A new role for Australia on Myanmar?
A new role for Australia on Myanmar?
What Threat Does the Rebel Offensive in Myanmar Pose to the Junta?
What Threat Does the Rebel Offensive in Myanmar Pose to the Junta?
Op-Ed / Asia 3 minutes

A new role for Australia on Myanmar?

Recent changes in Myanmar are too numerous to list, but they are remarkable to anyone who knows the country. The National League for Democracy has re-registered, its supporters wave its flag on the streets of Yangon (see photo below), and Suu Kyi addresses rallies in the capital Nay Pyi Taw. Her once banned image is everywhere in Yangon (see above). By-elections for 48 seats will be held on 1 April and while they may not be perfect, they are expected to be free and fair enough to see NLD members sitting in the next parliamentary session, including Suu Kyi.

Australia's new Foreign Minister, Senator Bob Carr, came to office last week promising policy continuity, including on Myanmar, the country still called 'Burma' in Canberra. But is now the time to hold the line when the country is changing so rapidly?

Canberra needs to ask whether its goal is best achieved by continuing with sanctions or whether progress can best be achieved by recognising developments on the ground and moving, in tangible ways, to partner Myanmar's leaders rather than confront them. It will be time for full government-to-government relations. Lifting or suspending all sanctions should be the first step along this path.

For a moment, last July, it seemed like Carr's predecessor Kevin Rudd was in the vanguard and taking a bold initiative. He was the first Western foreign minister to meet the reformist new President Thein Sein, even before opposition leader Aung San Suu Kyi had her pivotal meeting with the President on 19 August where she determined his intentions in changing the country were sincere.

After that groundbreaking visit, Rudd was optimistic but cautious. But there was no significant initiative, even as other foreign ministers such as Alan Juppe, William Hague and Hillary Clinton appeared to steal Rudd's thunder and his first bold step was over-shadowed.

On 9 January, Australia did reduce the number of people on its list of targeted financial sanctions and travel restrictions. These sanctions have had a debatable impact, especially in trying to change the country's behaviour. With most of the world never off limits to Myanmar's leaders and Asia's banking system at their disposal, these so-called 'smart' or 'targeted' sanctions have had only symbolic effect.

To be sure, they have been a sometimes expensive irritant but they have never ring-fenced the country as their architects intended. The only known use was against a Burmese accounting student in Sydney. They were best viewed as a symbolic act of solidarity with the formerly suppressed opposition, but they are looking dated.

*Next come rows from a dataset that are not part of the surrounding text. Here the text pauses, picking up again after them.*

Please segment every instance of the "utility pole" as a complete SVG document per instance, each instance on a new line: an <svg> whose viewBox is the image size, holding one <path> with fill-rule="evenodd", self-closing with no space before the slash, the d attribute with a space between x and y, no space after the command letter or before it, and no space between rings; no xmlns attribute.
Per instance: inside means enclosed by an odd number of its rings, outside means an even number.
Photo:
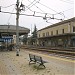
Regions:
<svg viewBox="0 0 75 75"><path fill-rule="evenodd" d="M16 10L16 56L19 56L19 0L17 0Z"/></svg>
<svg viewBox="0 0 75 75"><path fill-rule="evenodd" d="M24 10L24 5L19 5L19 0L16 3L16 56L19 56L19 13Z"/></svg>

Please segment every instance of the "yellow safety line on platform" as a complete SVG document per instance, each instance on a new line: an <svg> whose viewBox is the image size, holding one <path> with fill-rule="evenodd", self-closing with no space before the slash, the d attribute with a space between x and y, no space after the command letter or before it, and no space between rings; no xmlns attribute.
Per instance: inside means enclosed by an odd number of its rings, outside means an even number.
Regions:
<svg viewBox="0 0 75 75"><path fill-rule="evenodd" d="M30 53L34 53L34 52L30 52ZM75 63L75 60L68 60L68 59L65 59L65 58L59 58L59 57L54 57L54 56L49 56L49 55L44 55L44 54L40 54L40 55L48 57L48 58L53 58L53 59L58 59L58 60L62 60L62 61L68 61L68 62Z"/></svg>

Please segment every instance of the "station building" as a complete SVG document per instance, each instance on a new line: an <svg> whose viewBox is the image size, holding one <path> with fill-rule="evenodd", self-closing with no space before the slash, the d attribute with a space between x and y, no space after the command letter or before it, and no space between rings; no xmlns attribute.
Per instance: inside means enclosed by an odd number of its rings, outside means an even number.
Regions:
<svg viewBox="0 0 75 75"><path fill-rule="evenodd" d="M28 35L30 30L19 26L19 36ZM0 25L0 43L8 46L16 44L16 26L15 25Z"/></svg>
<svg viewBox="0 0 75 75"><path fill-rule="evenodd" d="M38 30L37 36L40 46L75 47L75 17Z"/></svg>

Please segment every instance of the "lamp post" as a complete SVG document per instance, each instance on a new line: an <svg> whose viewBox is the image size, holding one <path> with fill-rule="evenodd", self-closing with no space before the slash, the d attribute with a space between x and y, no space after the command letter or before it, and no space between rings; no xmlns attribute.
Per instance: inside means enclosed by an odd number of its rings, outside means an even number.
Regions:
<svg viewBox="0 0 75 75"><path fill-rule="evenodd" d="M19 5L19 0L16 3L16 56L19 56L19 13L24 10L24 5Z"/></svg>

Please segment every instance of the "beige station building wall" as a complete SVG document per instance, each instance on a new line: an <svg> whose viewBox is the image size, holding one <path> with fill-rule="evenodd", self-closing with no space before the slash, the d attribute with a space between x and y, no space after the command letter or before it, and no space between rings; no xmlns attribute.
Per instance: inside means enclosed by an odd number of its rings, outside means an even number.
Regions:
<svg viewBox="0 0 75 75"><path fill-rule="evenodd" d="M59 39L62 40L62 45L64 45L65 40L71 44L75 39L75 17L43 28L37 32L37 36L39 44L41 42L45 45L49 42L54 43L55 41L58 44ZM72 44L75 43L73 42Z"/></svg>

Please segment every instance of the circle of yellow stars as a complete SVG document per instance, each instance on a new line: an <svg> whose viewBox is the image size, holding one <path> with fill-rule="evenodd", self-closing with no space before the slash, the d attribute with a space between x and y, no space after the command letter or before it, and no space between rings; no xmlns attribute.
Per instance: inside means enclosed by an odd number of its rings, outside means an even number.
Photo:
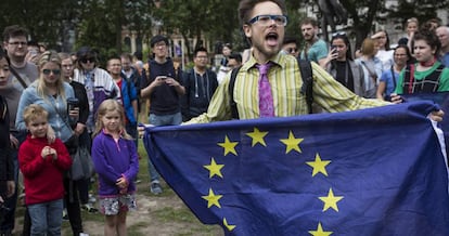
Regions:
<svg viewBox="0 0 449 236"><path fill-rule="evenodd" d="M262 132L259 129L254 128L253 132L248 132L246 133L246 135L252 139L252 147L256 145L267 147L265 137L268 135L268 133L269 132ZM287 139L280 140L280 142L285 145L285 154L288 154L291 152L303 153L303 150L299 148L299 144L303 141L304 139L296 137L292 131L288 132ZM224 135L224 141L222 143L217 143L217 145L223 148L223 156L227 156L228 154L233 154L234 156L238 156L235 147L239 145L239 142L232 142L231 140L229 140L228 135ZM306 161L306 163L312 168L312 178L319 173L323 174L324 176L329 176L326 166L331 162L331 160L322 160L318 153L316 154L313 161ZM217 163L214 157L210 158L209 165L205 165L203 167L208 170L209 179L214 176L223 179L221 169L224 168L224 165ZM202 198L207 201L207 208L221 208L219 201L222 197L222 195L216 194L213 188L209 188L208 195L202 196ZM329 189L326 196L318 197L318 199L320 199L323 202L323 212L328 211L329 209L333 209L336 212L338 212L337 202L341 201L343 198L343 196L335 196L332 187ZM236 225L230 224L226 218L222 219L222 223L230 232L236 227ZM318 222L317 230L309 231L308 233L313 236L329 236L333 232L324 231L321 225L321 222Z"/></svg>

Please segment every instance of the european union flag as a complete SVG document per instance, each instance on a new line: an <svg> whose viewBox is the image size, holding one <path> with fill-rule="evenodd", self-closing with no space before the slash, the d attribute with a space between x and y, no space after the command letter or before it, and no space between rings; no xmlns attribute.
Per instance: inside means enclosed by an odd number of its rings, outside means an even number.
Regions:
<svg viewBox="0 0 449 236"><path fill-rule="evenodd" d="M431 102L146 129L149 155L227 235L449 235Z"/></svg>

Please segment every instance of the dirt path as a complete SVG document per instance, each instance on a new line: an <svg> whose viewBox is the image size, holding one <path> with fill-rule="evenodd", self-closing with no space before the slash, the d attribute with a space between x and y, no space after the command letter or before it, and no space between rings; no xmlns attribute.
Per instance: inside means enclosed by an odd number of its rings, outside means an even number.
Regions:
<svg viewBox="0 0 449 236"><path fill-rule="evenodd" d="M138 211L127 219L130 236L223 235L221 227L202 224L172 192L163 196L138 194L137 204ZM90 236L103 235L103 222L98 219L85 221L84 226Z"/></svg>

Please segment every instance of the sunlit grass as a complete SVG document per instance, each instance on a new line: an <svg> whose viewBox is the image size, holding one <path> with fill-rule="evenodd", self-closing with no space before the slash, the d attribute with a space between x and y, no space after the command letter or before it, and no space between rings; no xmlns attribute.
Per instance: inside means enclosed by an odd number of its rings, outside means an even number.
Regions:
<svg viewBox="0 0 449 236"><path fill-rule="evenodd" d="M149 189L149 173L147 173L147 155L145 148L143 147L142 140L139 141L139 155L141 159L139 160L139 173L138 179L141 181L138 187L138 194L140 197L144 197L147 199L155 199L162 198L161 200L164 201L164 198L170 201L177 199L175 192L169 188L169 186L162 180L162 185L164 188L163 194L161 195L152 195ZM97 183L92 184L92 191L94 192L97 188ZM179 201L181 201L179 199ZM181 207L179 207L181 206ZM174 235L177 236L191 236L191 235L201 235L201 236L211 236L211 235L222 235L221 230L217 225L205 225L202 224L196 217L190 211L190 209L185 205L179 205L178 207L164 207L154 211L151 211L152 221L155 221L157 225L161 227L171 228L172 226L176 228L176 233ZM139 207L139 199L138 199L138 207ZM22 233L23 227L23 214L25 208L22 206L17 207L16 211L16 219L17 219L17 233ZM104 224L104 215L101 213L89 213L87 211L81 210L81 218L84 222L97 222L101 227ZM86 227L86 224L85 224ZM139 221L130 225L128 223L128 235L132 236L140 236L145 235L145 228L149 227L149 224L145 221ZM85 228L89 232L89 228ZM68 221L64 221L62 225L62 235L72 235L72 228Z"/></svg>

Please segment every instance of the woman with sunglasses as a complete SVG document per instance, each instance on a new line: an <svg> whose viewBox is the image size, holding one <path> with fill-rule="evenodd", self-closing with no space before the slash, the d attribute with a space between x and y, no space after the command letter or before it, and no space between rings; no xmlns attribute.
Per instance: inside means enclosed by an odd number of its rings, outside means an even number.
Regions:
<svg viewBox="0 0 449 236"><path fill-rule="evenodd" d="M375 56L381 60L383 68L388 69L394 64L393 50L389 48L389 37L385 29L381 29L371 36L377 42L377 53Z"/></svg>
<svg viewBox="0 0 449 236"><path fill-rule="evenodd" d="M70 153L76 152L77 142L73 131L74 127L72 126L76 124L79 113L78 109L67 109L66 101L68 99L74 99L75 93L70 84L63 80L61 58L55 51L46 51L39 56L37 66L39 70L38 79L25 89L21 95L15 127L20 131L25 131L27 128L23 113L30 104L38 104L48 112L48 123L50 126L48 126L49 131L47 137L50 139L53 136L52 140L54 141L55 136L64 142L65 146L68 147L67 149L69 152L72 150ZM26 192L27 195L29 191ZM41 197L47 197L47 195L43 194ZM61 217L51 219L51 223L60 225L63 212L62 205L61 209L57 209L56 211ZM24 225L29 225L29 220L26 215L27 213L25 213ZM30 219L31 234L34 231L37 231L33 225L40 223L35 222L36 220L38 219ZM26 227L24 226L24 228Z"/></svg>
<svg viewBox="0 0 449 236"><path fill-rule="evenodd" d="M398 45L393 53L395 64L382 73L377 87L377 99L389 101L389 94L395 92L398 83L399 73L412 58L410 50L407 45Z"/></svg>
<svg viewBox="0 0 449 236"><path fill-rule="evenodd" d="M345 34L334 34L325 58L325 68L339 83L359 96L367 97L364 73L352 60L350 42Z"/></svg>
<svg viewBox="0 0 449 236"><path fill-rule="evenodd" d="M67 142L74 134L70 121L78 119L77 109L67 109L66 101L75 97L74 90L62 78L61 58L55 51L42 53L38 68L39 78L21 95L15 126L18 130L26 130L22 114L28 105L38 104L49 113L49 127L56 137Z"/></svg>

Unlike the US, whose sanctions are embedded in legislation, or the EU, which must change a consensus-based common position, Australia can act with speed, as the sanctions are solely the prerogative of the executive. Canberra is already on the way to significantly expanding its aid program in the country and is the second-largest donor after the UK. Australia should also free itself to find out how best it can assist what will be a complex transition.

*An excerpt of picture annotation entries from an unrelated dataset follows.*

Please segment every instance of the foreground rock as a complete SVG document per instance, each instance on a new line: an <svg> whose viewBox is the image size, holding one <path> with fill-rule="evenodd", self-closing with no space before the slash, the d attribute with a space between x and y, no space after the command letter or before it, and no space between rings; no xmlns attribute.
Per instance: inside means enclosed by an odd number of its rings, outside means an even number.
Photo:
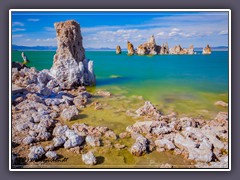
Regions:
<svg viewBox="0 0 240 180"><path fill-rule="evenodd" d="M82 161L87 165L97 164L97 159L91 151L82 155Z"/></svg>
<svg viewBox="0 0 240 180"><path fill-rule="evenodd" d="M133 155L141 156L156 149L182 155L197 162L196 167L227 166L227 112L219 112L212 120L176 118L175 114L159 116L159 111L150 102L145 102L136 113L149 118L126 128L135 139L130 148Z"/></svg>
<svg viewBox="0 0 240 180"><path fill-rule="evenodd" d="M169 47L167 42L162 44L160 54L169 54Z"/></svg>
<svg viewBox="0 0 240 180"><path fill-rule="evenodd" d="M143 136L136 138L136 142L131 147L131 153L135 156L142 156L147 153L148 141Z"/></svg>
<svg viewBox="0 0 240 180"><path fill-rule="evenodd" d="M127 42L127 50L128 50L128 55L134 55L135 54L134 46L129 41Z"/></svg>
<svg viewBox="0 0 240 180"><path fill-rule="evenodd" d="M118 45L117 47L116 47L116 54L121 54L122 53L122 49L121 49L121 47Z"/></svg>
<svg viewBox="0 0 240 180"><path fill-rule="evenodd" d="M30 153L28 158L30 161L36 161L40 159L45 154L45 151L42 146L33 146L30 148Z"/></svg>
<svg viewBox="0 0 240 180"><path fill-rule="evenodd" d="M48 151L45 156L49 159L56 160L58 158L58 155L54 151Z"/></svg>
<svg viewBox="0 0 240 180"><path fill-rule="evenodd" d="M205 48L203 48L202 54L211 54L211 53L212 53L212 49L207 44L207 46Z"/></svg>
<svg viewBox="0 0 240 180"><path fill-rule="evenodd" d="M93 61L85 58L80 25L73 20L55 23L58 49L51 74L64 88L95 85Z"/></svg>
<svg viewBox="0 0 240 180"><path fill-rule="evenodd" d="M64 109L61 113L61 118L64 121L71 121L77 118L79 114L78 109L76 106L70 106L67 109Z"/></svg>

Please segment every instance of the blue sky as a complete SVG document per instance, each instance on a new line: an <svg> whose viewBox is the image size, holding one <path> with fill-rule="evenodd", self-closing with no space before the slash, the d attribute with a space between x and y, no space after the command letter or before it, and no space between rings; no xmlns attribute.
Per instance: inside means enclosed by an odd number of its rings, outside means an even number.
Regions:
<svg viewBox="0 0 240 180"><path fill-rule="evenodd" d="M12 43L56 46L54 23L76 20L85 48L135 48L153 34L170 47L228 46L227 12L12 12Z"/></svg>

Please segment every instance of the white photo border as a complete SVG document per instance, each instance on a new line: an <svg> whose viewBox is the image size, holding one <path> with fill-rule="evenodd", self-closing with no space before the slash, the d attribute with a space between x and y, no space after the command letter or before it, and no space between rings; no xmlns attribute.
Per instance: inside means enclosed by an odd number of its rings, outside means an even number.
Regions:
<svg viewBox="0 0 240 180"><path fill-rule="evenodd" d="M228 13L228 168L184 168L184 169L152 169L152 168L12 168L12 12L227 12ZM9 171L231 171L231 9L9 9Z"/></svg>

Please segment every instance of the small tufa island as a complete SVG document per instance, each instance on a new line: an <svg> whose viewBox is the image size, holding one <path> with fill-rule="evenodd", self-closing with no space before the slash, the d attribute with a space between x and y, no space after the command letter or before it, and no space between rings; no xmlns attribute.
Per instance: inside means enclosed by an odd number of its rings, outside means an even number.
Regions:
<svg viewBox="0 0 240 180"><path fill-rule="evenodd" d="M121 46L117 46L116 47L116 54L121 54L122 53L122 49L121 49Z"/></svg>
<svg viewBox="0 0 240 180"><path fill-rule="evenodd" d="M174 46L173 48L169 48L168 43L163 43L162 46L157 45L154 35L152 35L148 42L140 44L136 50L134 50L134 46L131 42L127 41L127 50L128 55L162 55L162 54L196 54L194 51L194 46L190 45L189 48L182 48L181 45ZM203 49L202 54L211 54L211 48L207 45L206 48Z"/></svg>

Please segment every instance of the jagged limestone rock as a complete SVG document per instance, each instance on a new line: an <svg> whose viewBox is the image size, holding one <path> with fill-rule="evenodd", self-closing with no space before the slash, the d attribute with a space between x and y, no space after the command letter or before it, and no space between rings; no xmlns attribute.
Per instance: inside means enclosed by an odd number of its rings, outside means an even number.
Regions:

For example, rather than policing the sanctions list, it could be time for the Treasury, Finance, and Reserve Bank of Australia to explore how their experience and expertise might be of assistance as Myanmar synchronises its formal and black market exchange rates and deals with a myriad of macro-economic reforms. It could build on past links and look at resurrecting the human rights training initiative of the early 2000s and, in doing so, explore a new relationship with the Myanmar National Human Rights Commission.

Sanctions have had their day in Myanmar. Australia should not move the goal posts and find new reasons why restrictions need to be kept in place. It would be clumsy, for example, to try to use sanctions to force a solution to the outstanding ethnic conflict involving the Kachin armed group, as such an approach puts pressure only on the government side and encourages the other to fight on for a better deal. Nor should they be used to address issues on the bilateral agenda such as people smuggling.

The changes in Myanmar have been wide and dramatic in the last year. They continue at a rapid pace that is acknowledged by all but few hardened sceptics, mostly outside the country. There is an opportunity for Australia to be in step with its region and take a new approach as Myanmar heads towards the chairmanship of ASEAN in 2014. It should be based on engagement and partnership rather than reprobation.